See documentation for `non_padded_namespaces` parameter in Vocabulary.
INFO:elasticsearch:GET http://localhost:9200/ [status:200 request:0.520s]
INFO:elasticsearch:POST http://localhost:9200/elastic_index/_search [status:200 request:0.353s]
The number of datapacks(including query) is 1
Traceback (most recent call last):
File "./examples/pipeline/inference/search_cord19.py", line 97, in <module>
data_pack = next(nlp.process_dataset()).get_pack_at(1)
File "/home/ubuntu/.pyenv/versions/3.7.13/lib/python3.7/site-packages/forte/data/multi_pack.py", line 491, in get_pack_at
return self.packs[index]
IndexError: list index out of range
It seems I'm not reading the datasets at all, even though I tried to read the sample datasets that were provided in the previous step with
python examples/pipeline/indexer/cordindexer.py --data-dir ./data/document_parses/sample_pdf_json
which output the following really quickly, so it doesn't seem it indexed any data...
WARNING:root:Re-declared a new class named [ConstituentNode], which is probably used in import.
INFO:elasticsearch:GET http://localhost:9200/ [status:200 request:0.008s]
/home/ubuntu/.pyenv/versions/3.7.13/lib/python3.7/site-packages/elasticsearch/connection/base.py:200: ElasticsearchWarning: [types removal] Specifying types in bulk requests is deprecated.
warnings.warn(message, category=ElasticsearchWarning)
INFO:elasticsearch:POST http://localhost:9200/_bulk?refresh=true [status:200 request:0.338s]

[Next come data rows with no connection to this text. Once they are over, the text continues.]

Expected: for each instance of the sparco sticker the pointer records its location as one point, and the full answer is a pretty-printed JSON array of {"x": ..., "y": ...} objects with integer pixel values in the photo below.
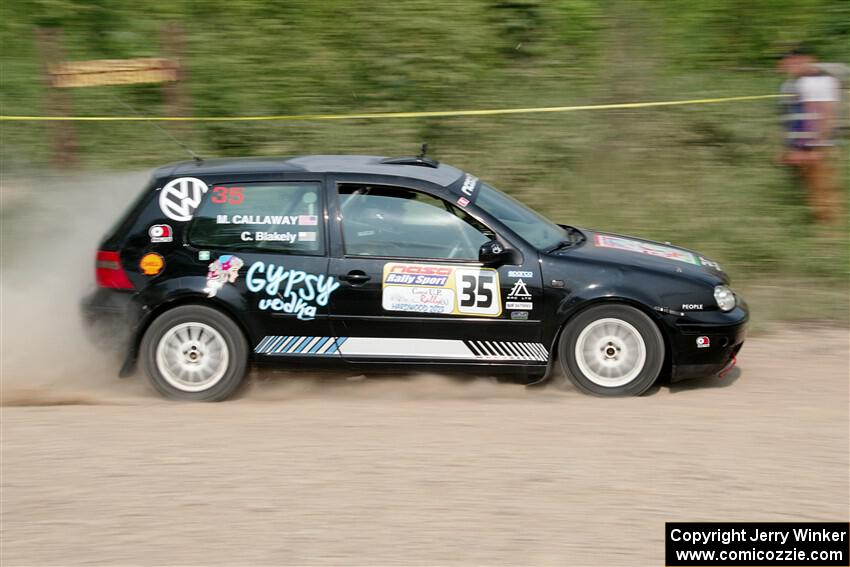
[
  {"x": 160, "y": 233},
  {"x": 450, "y": 290},
  {"x": 180, "y": 197}
]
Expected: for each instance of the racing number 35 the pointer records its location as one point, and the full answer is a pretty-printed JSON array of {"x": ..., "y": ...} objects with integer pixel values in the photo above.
[{"x": 478, "y": 291}]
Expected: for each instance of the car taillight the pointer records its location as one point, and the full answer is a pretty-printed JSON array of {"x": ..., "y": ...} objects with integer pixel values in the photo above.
[{"x": 108, "y": 271}]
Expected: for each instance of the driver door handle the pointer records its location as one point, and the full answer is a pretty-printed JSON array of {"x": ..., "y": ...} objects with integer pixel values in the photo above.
[{"x": 355, "y": 277}]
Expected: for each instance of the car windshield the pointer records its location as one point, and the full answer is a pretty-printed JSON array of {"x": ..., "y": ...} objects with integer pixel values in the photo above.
[{"x": 533, "y": 227}]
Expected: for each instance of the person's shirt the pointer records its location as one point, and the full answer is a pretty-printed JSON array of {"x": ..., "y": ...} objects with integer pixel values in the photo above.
[{"x": 801, "y": 124}]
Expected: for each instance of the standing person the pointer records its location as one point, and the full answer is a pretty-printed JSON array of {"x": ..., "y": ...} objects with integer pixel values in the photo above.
[{"x": 810, "y": 117}]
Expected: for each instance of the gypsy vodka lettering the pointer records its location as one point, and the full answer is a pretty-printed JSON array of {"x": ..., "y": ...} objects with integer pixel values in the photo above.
[{"x": 290, "y": 291}]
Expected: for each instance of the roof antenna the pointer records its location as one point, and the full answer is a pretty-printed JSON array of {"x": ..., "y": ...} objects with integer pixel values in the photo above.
[{"x": 198, "y": 159}]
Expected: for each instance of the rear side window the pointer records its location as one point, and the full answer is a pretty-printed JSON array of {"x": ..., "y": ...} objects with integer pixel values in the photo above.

and that directory contains three dataset files:
- 55736408816d3f956d830854659f24109444a36c.json
- aadc3e716b6cb0e898953dff056124378b31483c.json
- ffff73d17bc392ee68f3f16ef37d25579cb99322.json
i also noticed that in the config.yml file for the Indexer, it has fields doc_id and content https://github.com/petuum/composing_information_system/blob/main/examples/pipeline/indexer/config.yml#L3, however the above dataset files don't contain those fields at all, most of the content is in fields title, text, and section, but if i update that config.yml to be the following i get the same outcome
create_index:
batch_size: 10000
fields:
# - doc_id
# - content
- title
- text
- section